Bloggin' On: Odds and Ends ( On Writing and Other Things, or: I Joined NaNoWriMo!)

Image Courtesy of NaNoWriMo


Greetings! Welcome to another edition of A Certain Point of View, the blog that I started almost nine years ago. This is the 1,213th post overall and the 395th for 2019. Back in January, I resolved that I'd have at least 365 posts written and posted by December 31; now it looks like I'll end the year with a minimum of 400 posts, perhaps even 430, if I don't slack off for the rest of November and write at least one post a day in December.

Anyway, it's Friday, November 22, and it looks like it's going to be a cool autumn day here in my corner of Florida. According to my Weather app, it's 70℉ (21℃) outside under sunny skies; the forecast high is expected to reach 77℉ (25℃), with some cloud cover moving in later this afternoon.

Today is also the 56th anniversary of President Kennedy's assassination in Dallas, Texas, by Lee Harvey Oswald. I was only eight months old at the time so, naturally, I don't have any recollection of that, but Mom used to tell me that we were in Bogota, Colombia at the time (my first overseas trip) on that day; Mom had taken me there so that most of my relatives who lived in Colombia could see her new baby. She remembered that my father, a pilot who flew freight planes from Miami International Airport, made a long-distance call from Miami to my grandparents' house and told Mom to catch the next flight back because he didn't know what would happen after the President's murder.

So, even though I was too young to even be aware of JFK and his death at the time, I've had a fascination with the events of November 22, 1963 ever since I was five or six years old. I've read two fine non-fiction books about it; The Day Kennedy Was Shot by Jim Bishop and Death of a President by William Manchester, plus Stephen King's time travel novel 11/22/63, which is easily my favorite book by the Master of Horror, followed perhaps by his memoir On Writing: A Memoir of the Craft and 'Salem's Lot. 

Anyway, I'm thinking about taking the #NaNoWriMo challenge next year. NaNoWriMo stands for National Novel Writing Month, an annual event sponsored by NaNoWriMo.org, a group dedicated to promoting writing fluency and education.

Per its About Us page:

NaNoWriMo is a nonprofit organization that supports writing fluency and education.
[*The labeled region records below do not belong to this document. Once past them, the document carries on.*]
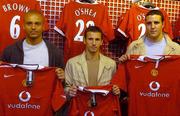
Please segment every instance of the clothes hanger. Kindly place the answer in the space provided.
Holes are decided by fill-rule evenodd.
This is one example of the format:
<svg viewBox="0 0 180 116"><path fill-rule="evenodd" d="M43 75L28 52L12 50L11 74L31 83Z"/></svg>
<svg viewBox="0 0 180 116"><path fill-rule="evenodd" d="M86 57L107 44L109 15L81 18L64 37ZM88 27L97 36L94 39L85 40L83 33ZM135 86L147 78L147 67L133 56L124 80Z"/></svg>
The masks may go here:
<svg viewBox="0 0 180 116"><path fill-rule="evenodd" d="M147 0L132 0L133 3L137 3L142 5L145 8L155 8L154 4L152 2L149 2Z"/></svg>
<svg viewBox="0 0 180 116"><path fill-rule="evenodd" d="M144 1L144 2L142 2L141 5L146 7L146 8L155 8L155 6L154 6L154 4L152 2Z"/></svg>
<svg viewBox="0 0 180 116"><path fill-rule="evenodd" d="M95 0L79 0L80 2L84 2L84 3L94 3Z"/></svg>

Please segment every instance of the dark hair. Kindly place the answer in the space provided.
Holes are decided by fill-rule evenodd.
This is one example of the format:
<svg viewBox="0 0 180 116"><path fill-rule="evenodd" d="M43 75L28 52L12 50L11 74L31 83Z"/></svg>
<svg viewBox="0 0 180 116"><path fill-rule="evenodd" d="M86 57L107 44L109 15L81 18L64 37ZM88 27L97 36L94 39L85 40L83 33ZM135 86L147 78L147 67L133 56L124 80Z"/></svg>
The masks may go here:
<svg viewBox="0 0 180 116"><path fill-rule="evenodd" d="M86 30L84 32L84 38L86 38L86 35L87 35L88 32L99 32L99 33L101 33L101 39L103 39L103 32L97 26L89 26L88 28L86 28Z"/></svg>
<svg viewBox="0 0 180 116"><path fill-rule="evenodd" d="M164 15L160 10L150 10L147 14L146 14L146 18L149 15L159 15L161 16L161 21L164 22Z"/></svg>
<svg viewBox="0 0 180 116"><path fill-rule="evenodd" d="M33 10L29 10L28 12L25 13L25 15L24 15L24 20L25 20L25 17L26 17L27 15L29 15L29 14L37 14L37 15L39 15L39 16L42 17L43 22L44 22L44 20L45 20L45 17L44 17L44 15L43 15L43 13L42 13L41 11L34 10L34 9L33 9Z"/></svg>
But it's also a social network for writers like LinkedIn is for job professionals, or DeviantArt is for artists, or Facebook is for moms whose kids accept their friend requests only to provide them with "limited profile" access. It tracks words for writers like Fitbit tracks steps for the ambulatory. It's a real-world event, during which 900+ volunteers in places like Mexico City, Seoul, and Milwaukee coordinate communal writing sessions in thousands of partnering libraries, coffee shops, and community centers like… well, like nothing else.

It's internet-famous. It's a community-powered fandom (before there was the Beyhive, or Nerdfighters, there were Wrimos). It's a start-up incubator for novels (books like Water for Elephants, Fangirl, and WOOL began as rough drafts in November!). It's a teaching tool, it's a curriculum, and its programs run year-round.
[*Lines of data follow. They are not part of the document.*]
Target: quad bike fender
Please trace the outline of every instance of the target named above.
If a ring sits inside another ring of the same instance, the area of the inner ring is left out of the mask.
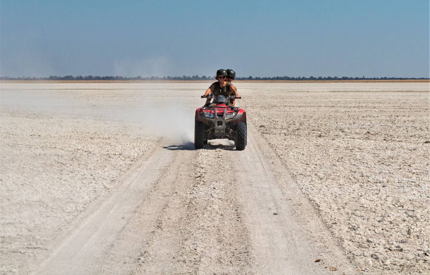
[[[206,124],[208,123],[208,120],[206,119],[205,115],[203,114],[203,111],[202,110],[201,107],[198,108],[197,110],[196,110],[195,118],[196,121],[201,121],[202,122]]]
[[[246,123],[246,112],[245,111],[245,110],[243,109],[240,109],[239,111],[237,113],[237,116],[240,115],[240,118],[235,119],[232,121],[233,125],[236,124],[239,122],[245,122]]]

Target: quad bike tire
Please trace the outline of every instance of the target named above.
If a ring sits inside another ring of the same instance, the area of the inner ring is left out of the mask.
[[[195,121],[194,124],[194,148],[200,149],[205,145],[205,124]]]
[[[236,128],[236,149],[242,151],[246,147],[246,124],[239,122]]]

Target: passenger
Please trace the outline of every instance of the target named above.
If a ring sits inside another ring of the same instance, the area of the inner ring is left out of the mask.
[[[239,95],[237,94],[237,91],[234,86],[230,82],[225,81],[225,78],[227,77],[227,72],[225,70],[220,69],[217,71],[215,79],[217,79],[218,81],[212,83],[208,88],[208,90],[206,90],[204,96],[206,96],[209,93],[212,93],[215,96],[215,98],[216,98],[216,97],[220,95],[224,96],[226,98],[230,95],[234,95],[236,98],[239,97]],[[206,99],[205,106],[207,106],[209,101],[209,99]],[[216,103],[214,103],[210,104],[209,106],[212,107],[216,105]],[[231,101],[230,99],[227,99],[226,105],[229,107],[234,107],[231,104]]]
[[[234,79],[234,77],[236,77],[236,73],[231,69],[227,69],[225,71],[227,72],[227,77],[225,78],[225,81],[231,83]],[[233,86],[234,86],[234,85]],[[234,86],[234,88],[236,89],[236,91],[237,91],[237,88],[236,88],[236,86]],[[233,106],[235,106],[236,104],[236,100],[233,99],[231,104],[233,104]]]

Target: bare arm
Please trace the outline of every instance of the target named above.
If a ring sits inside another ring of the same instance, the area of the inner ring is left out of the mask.
[[[237,93],[237,91],[236,90],[236,88],[235,88],[234,86],[233,86],[233,85],[231,85],[231,86],[230,86],[230,92],[232,92],[233,94],[234,95],[234,96],[236,96],[236,97],[239,97],[239,95]],[[235,106],[236,105],[236,100],[233,99],[233,102],[231,102],[231,104],[233,106]]]
[[[205,92],[205,94],[203,95],[203,96],[206,96],[210,94],[212,91],[214,90],[214,89],[215,89],[215,87],[213,84],[209,86],[209,88],[208,88],[208,90],[206,90],[206,92]],[[206,103],[208,103],[210,100],[210,99],[206,99]]]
NaNoWriMo is an online contest/challenge in which participants attempt to write either a complete 50,000-word manuscript for a novel in 30 days or the first 50,000 words of a larger novel. It does not have to be an edited and ready-to-publish manuscript, nor does it have to be necessarily good. But if you take the NaNoWriMo challenge, there are a few rules that you must follow if you sign up (literally and figuratively) for it.

Now, if you sign up as a member with the organization (it's free, in case you're wondering), you can work on writing projects outside the NaNoWriMo November challenge at any time. However, for the big event itself, the rule is clear.

Per the NaNoWriMo The Basics page (which is their Frequently Asked Questions page, essentially):

You can sign up at any time, year-round. To participate during National Novel Writing Month, which takes place every November, just click on the “Sign Up” button on the homepage.

You can announce your National Novel Writing Month novel usually beginning sometime in September, and start writing at the stroke of midnight on November 1.

Obviously, with only eight days left in November, and having missed the November 1 start-date deadline, I can't just jump in and join the 2019 NaNoWriMo challenge.  And even if it were November 1 rather than November 22, I don't have anything concrete in mind to write about.

However, I signed up with the site (Did I mention it's free?), so if all goes according to plan, I'll do it next year.

Maybe this will help me regain my creative writing mojo. I certainly hope so, for what it's worth.